Y con aplauso de todos, compañeros y circunstantes, entrega la bandera, que en aquel momento era la honra del Cabildo de Arriba, a la hermosa callealtera, que la amarra con sus propias manos, como Cleto lo pedía, al pico del tajamar de la lancha triunfadora. Muchos cohetes en el Círculo de Recreo y en la Capitanía, y muchos trompetazos y cohetes también en el quechemarín.

Mientras tía Sidora y su marido, locos de alegría, abrazan a Cleto, y también a Colo, que se arrima allí para recibir los aplausos de Pachuca entusiasmada, se alza un coro de maldiciones en la barquía de Mocejón por la «desvergonzada» hazaña de su hijo, y llega hasta cerca de la boca del canal, para torcer el rumbo en seguida y desaparecer por detrás del Merlón, la lancha azul del Cabildo de Abajo.

La callealtera había recorrido seis millas en veinticinco minutos.

Cuando terminó esta primera parte de la fiesta, ya estaban sobre el puente del quechemarín, en cueros vivos, salvo la zona cubierta por un pintoresco taparrabos, los contendientes de la cucaña.

Muergo era uno de ellos, y andaba dado a los demonios porque acababa de presenciar desde allí el episodio de la barquía cuando más le estaba requemando la derrota de la lancha de su Cabildo. Pensaba vengarse de Cleto ofreciendo a Sotileza la bandera de la cucaña.

Por verle las gentes asomar al palo, se oyó una exclamación de asombro avanzar en oleadas desde la muchedumbre del Muelle hasta la que circundaba al quechemarín. Parecía un bárbaro australiano, o un salvaje de la Polinesia.

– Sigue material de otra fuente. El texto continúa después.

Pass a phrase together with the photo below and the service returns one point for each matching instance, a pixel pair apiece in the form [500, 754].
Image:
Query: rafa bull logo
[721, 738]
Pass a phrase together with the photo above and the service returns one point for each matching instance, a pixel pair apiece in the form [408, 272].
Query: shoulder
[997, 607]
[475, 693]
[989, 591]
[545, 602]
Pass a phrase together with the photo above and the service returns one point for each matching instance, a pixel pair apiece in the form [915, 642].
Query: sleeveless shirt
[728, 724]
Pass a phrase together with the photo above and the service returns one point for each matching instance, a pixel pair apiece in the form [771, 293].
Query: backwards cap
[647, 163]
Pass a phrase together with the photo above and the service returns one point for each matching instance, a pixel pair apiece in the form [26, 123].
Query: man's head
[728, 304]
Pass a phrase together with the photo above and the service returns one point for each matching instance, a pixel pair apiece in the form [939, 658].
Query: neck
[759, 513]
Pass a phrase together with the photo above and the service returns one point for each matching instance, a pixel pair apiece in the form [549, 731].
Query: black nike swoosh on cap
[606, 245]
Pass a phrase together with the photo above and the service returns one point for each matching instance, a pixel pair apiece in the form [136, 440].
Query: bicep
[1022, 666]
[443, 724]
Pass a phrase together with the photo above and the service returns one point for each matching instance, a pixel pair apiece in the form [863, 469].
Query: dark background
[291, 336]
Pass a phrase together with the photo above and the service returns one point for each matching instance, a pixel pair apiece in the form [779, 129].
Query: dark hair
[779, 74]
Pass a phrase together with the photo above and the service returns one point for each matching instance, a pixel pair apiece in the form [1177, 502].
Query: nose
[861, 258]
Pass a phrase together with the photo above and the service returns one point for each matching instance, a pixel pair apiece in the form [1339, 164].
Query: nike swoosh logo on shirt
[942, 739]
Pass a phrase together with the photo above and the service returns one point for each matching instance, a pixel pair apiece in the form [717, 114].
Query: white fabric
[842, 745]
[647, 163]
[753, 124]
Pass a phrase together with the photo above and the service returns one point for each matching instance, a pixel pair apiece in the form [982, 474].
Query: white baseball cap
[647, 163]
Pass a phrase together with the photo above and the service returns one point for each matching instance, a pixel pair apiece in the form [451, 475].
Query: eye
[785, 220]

A los dos pasos sobre la percha, se le fueron los pies; perdió el equilibrio, y cayó al agua dando tumbos y pernadas en el aire. Entonces se le tuvo por algo así como un chimpancé, derribado por una bala desde la copa de un árbol de los bosques vírgenes del África. Resoplando en el agua verdosa, buceando y revolviéndose en ella como si fuera su natural elemento, un ballenato pintiparado. A todo se parecía menos a un hombre de raza europea. Y como él tomaba el bureo por aplausos a sus donaires, en cada tentativa de asalto a la cucaña hacía mayores barbaridades.

Desde las primeras, estaba Sotileza con grandes deseos de marcharse de allí; y como a tía Sidora le pasaba lo mismo y a tío Mechelín no le divertía gran cosa, armáronse los remos de la barquía, y fuese ésta poquito a poco hacia la calle Alta.

El lector y yo nos apartaremos también de aquel espectáculo que, con Muergo y sin ellos, cansa muy pronto a los más pacientes espectadores.